Il secondo fattore è quello contenuto in una ricerca Swg che Maroni ha sul tavolo da qualche giorno. In questa sorta di sondaggio sta scritto che tra Lombardia e Veneto quasi il 70% dei cittadini è stufo di dare soldi a Roma e al sud. Questo malessere così vasto può essere intercettato – secondo il segretario – proprio dal Carroccio, ripulito, più serio e concreto, fresco degli Stati Generali del Nord di Torino dopo l’incontro con imprenditori e banchieri, con 12 punti racchiusi in un libretto che viene distribuito a Venezia. «Siamo l’unica forza politca seria che osteggia il governo Monti», chiosa Bobo, che dice ai militanti di non fidarsi di «altri partiti o partitini» e invoca la «secessione morbida» d’ispirazione gandhiana, nel senso del mahatma Gandhi e la non violenza. 

Le scope sono «servite» a qualcosa. E oltre a dirlo Roberto Calderoli nelsuo intervento «cabarettistico» (copyright di un big padano), è una sensazione comune fra molti dirigenti di via Bellerio, sorpresi dall’afflusso di militanti in laguna. Certo, «l’ansia da prestazione» – come la definisce qualcuno -si avverte girando sulla Riva degli Schiavoni o dei Sette Martiri. I padani ci tengono a sottolineare fino all’ultimo che «la Lega è unita, in Maroni e Bossi» e soprattutto che di gente ce n’è tanta. (cosa confermata anche dai dati della Questura e dai 26 pullman in più rispetto all’ano passato).

C’è però qualcuno che non è ancora allineato, come l’ex sindaco di Cittadella Massimo Bitonci, che quando Bobo sale sul palco a parlare, raduna i suoi e se ne va. Non è un caso che da Gianni Fava fino a Salvini o a Tosi, ci sia un fronte comune nel sostenere che chi «non ci sta con il progetto Prima il Nord è meglio che esca dalla Lega». Cosa già ribadita da Maroni la scorsa settimana. 
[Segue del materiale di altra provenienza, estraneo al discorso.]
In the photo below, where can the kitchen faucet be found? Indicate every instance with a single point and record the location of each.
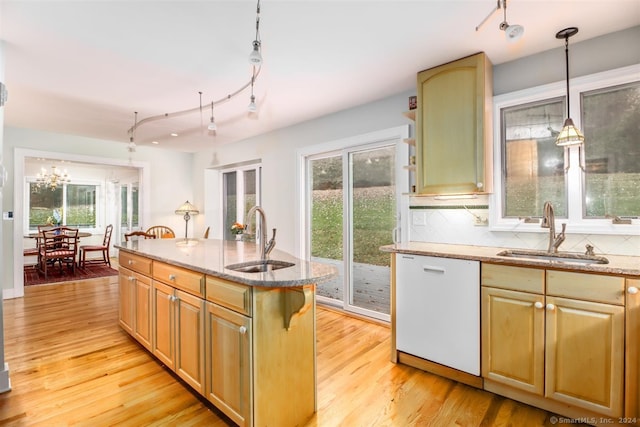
(265, 247)
(549, 221)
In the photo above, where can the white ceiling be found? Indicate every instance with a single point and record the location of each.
(84, 67)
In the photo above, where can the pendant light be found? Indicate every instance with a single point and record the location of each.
(570, 134)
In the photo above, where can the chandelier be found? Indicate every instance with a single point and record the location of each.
(52, 179)
(255, 61)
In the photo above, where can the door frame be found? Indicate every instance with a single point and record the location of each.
(359, 142)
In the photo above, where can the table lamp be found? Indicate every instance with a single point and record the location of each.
(187, 209)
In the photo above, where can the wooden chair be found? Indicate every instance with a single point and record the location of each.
(58, 245)
(161, 232)
(104, 248)
(138, 234)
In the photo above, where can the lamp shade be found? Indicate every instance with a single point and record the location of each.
(187, 208)
(569, 135)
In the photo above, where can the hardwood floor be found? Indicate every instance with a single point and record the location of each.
(71, 364)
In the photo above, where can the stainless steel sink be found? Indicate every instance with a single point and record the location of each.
(567, 257)
(259, 266)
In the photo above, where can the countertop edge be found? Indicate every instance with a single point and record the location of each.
(252, 279)
(618, 264)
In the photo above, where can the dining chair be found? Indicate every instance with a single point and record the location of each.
(58, 245)
(161, 232)
(138, 234)
(103, 248)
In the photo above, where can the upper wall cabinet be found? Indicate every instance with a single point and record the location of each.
(453, 127)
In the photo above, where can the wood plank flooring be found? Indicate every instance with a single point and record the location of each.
(71, 364)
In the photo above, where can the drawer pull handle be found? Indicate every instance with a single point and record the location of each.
(434, 269)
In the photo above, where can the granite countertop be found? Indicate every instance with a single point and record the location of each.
(210, 256)
(618, 264)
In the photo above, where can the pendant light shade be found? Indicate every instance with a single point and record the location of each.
(570, 134)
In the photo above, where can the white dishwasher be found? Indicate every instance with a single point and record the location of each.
(438, 310)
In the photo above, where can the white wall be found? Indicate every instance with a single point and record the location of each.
(277, 151)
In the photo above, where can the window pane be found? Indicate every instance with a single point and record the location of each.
(42, 203)
(533, 165)
(81, 205)
(230, 198)
(124, 218)
(612, 151)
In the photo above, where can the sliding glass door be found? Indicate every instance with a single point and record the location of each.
(352, 210)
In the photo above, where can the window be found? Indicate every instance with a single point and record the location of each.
(587, 185)
(612, 171)
(71, 204)
(241, 191)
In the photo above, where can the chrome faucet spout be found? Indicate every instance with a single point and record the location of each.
(549, 221)
(265, 247)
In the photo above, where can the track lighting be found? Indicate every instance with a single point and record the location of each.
(212, 125)
(511, 32)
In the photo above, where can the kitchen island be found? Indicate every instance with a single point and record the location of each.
(243, 340)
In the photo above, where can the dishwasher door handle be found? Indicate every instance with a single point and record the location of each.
(435, 269)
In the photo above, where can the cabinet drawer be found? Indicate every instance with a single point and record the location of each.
(135, 262)
(591, 287)
(180, 278)
(229, 294)
(515, 278)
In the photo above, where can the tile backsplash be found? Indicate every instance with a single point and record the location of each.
(460, 224)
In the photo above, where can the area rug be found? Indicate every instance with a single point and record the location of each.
(32, 277)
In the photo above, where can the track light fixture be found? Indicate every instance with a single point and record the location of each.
(511, 32)
(255, 59)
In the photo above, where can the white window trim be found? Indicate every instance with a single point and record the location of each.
(575, 223)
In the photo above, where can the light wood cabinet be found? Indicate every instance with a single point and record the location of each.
(564, 345)
(228, 368)
(178, 328)
(248, 350)
(453, 127)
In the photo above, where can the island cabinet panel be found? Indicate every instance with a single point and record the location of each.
(180, 278)
(178, 326)
(453, 127)
(126, 296)
(249, 350)
(135, 262)
(228, 362)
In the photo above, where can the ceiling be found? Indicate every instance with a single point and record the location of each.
(84, 67)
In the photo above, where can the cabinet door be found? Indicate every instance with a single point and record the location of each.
(513, 338)
(453, 127)
(228, 366)
(189, 336)
(142, 326)
(126, 298)
(585, 354)
(162, 314)
(632, 369)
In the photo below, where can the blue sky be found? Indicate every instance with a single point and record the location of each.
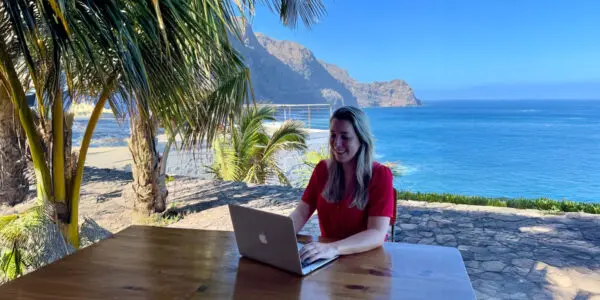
(447, 44)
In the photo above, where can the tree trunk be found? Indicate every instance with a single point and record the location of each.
(13, 182)
(150, 194)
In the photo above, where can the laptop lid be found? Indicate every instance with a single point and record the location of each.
(266, 237)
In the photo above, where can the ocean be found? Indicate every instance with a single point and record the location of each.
(486, 148)
(494, 148)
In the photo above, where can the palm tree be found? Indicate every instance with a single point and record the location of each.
(149, 59)
(217, 104)
(249, 153)
(13, 182)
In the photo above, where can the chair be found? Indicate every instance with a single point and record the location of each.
(394, 216)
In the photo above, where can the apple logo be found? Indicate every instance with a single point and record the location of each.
(263, 238)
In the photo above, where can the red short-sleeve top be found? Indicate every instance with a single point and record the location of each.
(339, 220)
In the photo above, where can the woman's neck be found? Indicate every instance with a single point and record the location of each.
(349, 169)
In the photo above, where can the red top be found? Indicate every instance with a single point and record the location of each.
(338, 220)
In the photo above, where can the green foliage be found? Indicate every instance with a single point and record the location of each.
(396, 168)
(521, 203)
(14, 232)
(249, 153)
(169, 178)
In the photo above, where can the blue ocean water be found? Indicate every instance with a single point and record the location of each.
(494, 148)
(486, 148)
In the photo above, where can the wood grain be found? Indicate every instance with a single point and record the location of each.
(166, 263)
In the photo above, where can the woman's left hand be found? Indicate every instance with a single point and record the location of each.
(315, 250)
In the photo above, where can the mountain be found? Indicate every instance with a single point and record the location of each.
(285, 72)
(376, 94)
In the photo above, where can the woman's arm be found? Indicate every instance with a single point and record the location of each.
(300, 215)
(371, 238)
(366, 240)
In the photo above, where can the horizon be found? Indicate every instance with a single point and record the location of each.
(437, 46)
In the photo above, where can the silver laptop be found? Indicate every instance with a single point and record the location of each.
(269, 238)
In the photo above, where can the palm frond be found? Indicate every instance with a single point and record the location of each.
(289, 136)
(289, 11)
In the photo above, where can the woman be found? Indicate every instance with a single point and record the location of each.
(353, 194)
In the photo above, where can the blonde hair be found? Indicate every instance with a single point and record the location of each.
(335, 186)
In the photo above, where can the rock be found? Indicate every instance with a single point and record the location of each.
(523, 262)
(426, 233)
(408, 226)
(444, 238)
(493, 266)
(472, 264)
(497, 249)
(427, 241)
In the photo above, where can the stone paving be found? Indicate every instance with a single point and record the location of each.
(510, 253)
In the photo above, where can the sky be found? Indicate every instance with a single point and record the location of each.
(450, 44)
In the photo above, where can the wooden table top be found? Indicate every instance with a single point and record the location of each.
(165, 263)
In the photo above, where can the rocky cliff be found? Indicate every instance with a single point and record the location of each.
(287, 73)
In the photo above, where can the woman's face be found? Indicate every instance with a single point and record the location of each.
(343, 141)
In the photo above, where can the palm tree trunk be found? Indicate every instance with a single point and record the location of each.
(150, 194)
(13, 182)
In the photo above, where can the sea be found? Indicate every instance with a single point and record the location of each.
(492, 148)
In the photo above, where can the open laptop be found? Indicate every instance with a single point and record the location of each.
(269, 238)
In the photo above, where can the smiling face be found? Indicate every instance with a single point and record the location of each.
(343, 141)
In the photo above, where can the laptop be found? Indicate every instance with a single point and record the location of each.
(269, 238)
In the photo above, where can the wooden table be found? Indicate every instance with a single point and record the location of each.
(165, 263)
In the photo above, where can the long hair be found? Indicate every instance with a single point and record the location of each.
(335, 186)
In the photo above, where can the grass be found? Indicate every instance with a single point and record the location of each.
(544, 204)
(156, 220)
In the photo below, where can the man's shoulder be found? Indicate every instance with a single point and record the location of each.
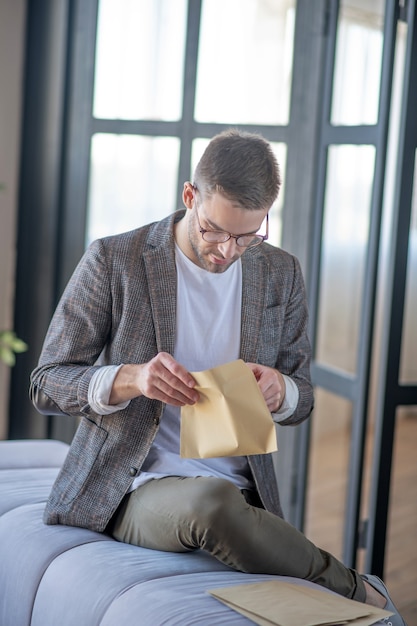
(149, 235)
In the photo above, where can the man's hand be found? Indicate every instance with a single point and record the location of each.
(162, 378)
(271, 383)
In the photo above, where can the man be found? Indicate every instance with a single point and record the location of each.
(144, 309)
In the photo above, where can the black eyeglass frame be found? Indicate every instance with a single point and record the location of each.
(225, 236)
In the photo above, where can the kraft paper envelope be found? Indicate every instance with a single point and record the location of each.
(276, 603)
(231, 418)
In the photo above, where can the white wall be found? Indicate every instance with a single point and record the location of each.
(12, 29)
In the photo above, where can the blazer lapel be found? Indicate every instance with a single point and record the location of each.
(255, 282)
(162, 281)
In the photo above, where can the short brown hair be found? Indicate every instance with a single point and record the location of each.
(241, 166)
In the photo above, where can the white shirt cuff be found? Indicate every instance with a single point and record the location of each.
(99, 390)
(290, 402)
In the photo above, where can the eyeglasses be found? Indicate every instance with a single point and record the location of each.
(220, 236)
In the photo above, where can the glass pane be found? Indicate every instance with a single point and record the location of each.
(408, 365)
(275, 214)
(245, 61)
(358, 62)
(140, 59)
(133, 182)
(328, 471)
(350, 173)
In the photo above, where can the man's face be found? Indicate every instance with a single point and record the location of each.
(217, 213)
È comunque una Lega che funziona quella nata dopo gli scandali dell’ex tesoriere Francesco Belsito. Qualcuno, come il segretario dell’Emilia Fabio Ranieri calca troppo la mano («Monti è un lurido buffone»), ma tutti gli altri interventi, dal governatore del Veneto Luca Zaia a quello del Piemonte Roberto Cota cercano di informare i militanti sui contenuti: gli anni del gesto dell’ombrello di Mario Borghezio o dello stesso Umberto Bossi sembrano lontani. Infine, se nel 2011 la fotografia del palco era il Trota Renzo Bossi con un’ampolla sulla testa, quest’anno è quella dei Giovani Padani che si radunano sotto Maroni all’inizio del suo intervento: un cambio di passo simbolico e importante.  

«La Lega è viva», sostiene Maroni, mentre Calderoli ricorda i «gufacci» che ci davano per morti. Pontida sarà organizzata in marzo, a un mese dalle elezioni. Ci sono ancora le caffettiere padane, i gazebo, le bandiere di Alberto Da Giussano. Il Vecchio (Bossi ndr) al momento preferisce starsene tranquillo in disparte, ascoltando il suo popolo che invoca la «secessione». Durante l’intervento il Senatùr ha strappato qualche applauso, ha ricordato l’amico Giulio Tremonti, ma ha chiesto «unità» nell’interesse proprio della Lega e dell’obiettivo finale: la libertà di cui parlò nel 1996 proprio a Venezia in occasione del giuramento. Il richiamo però è alla battaglia di Lepanto del 1571, 7 ottobre, quando la Lega Santa fermò i turchi: ora la Lega di Prima il Nord vuole fermare Monti che, secondo i leghisti, «sta distruggendo il nord».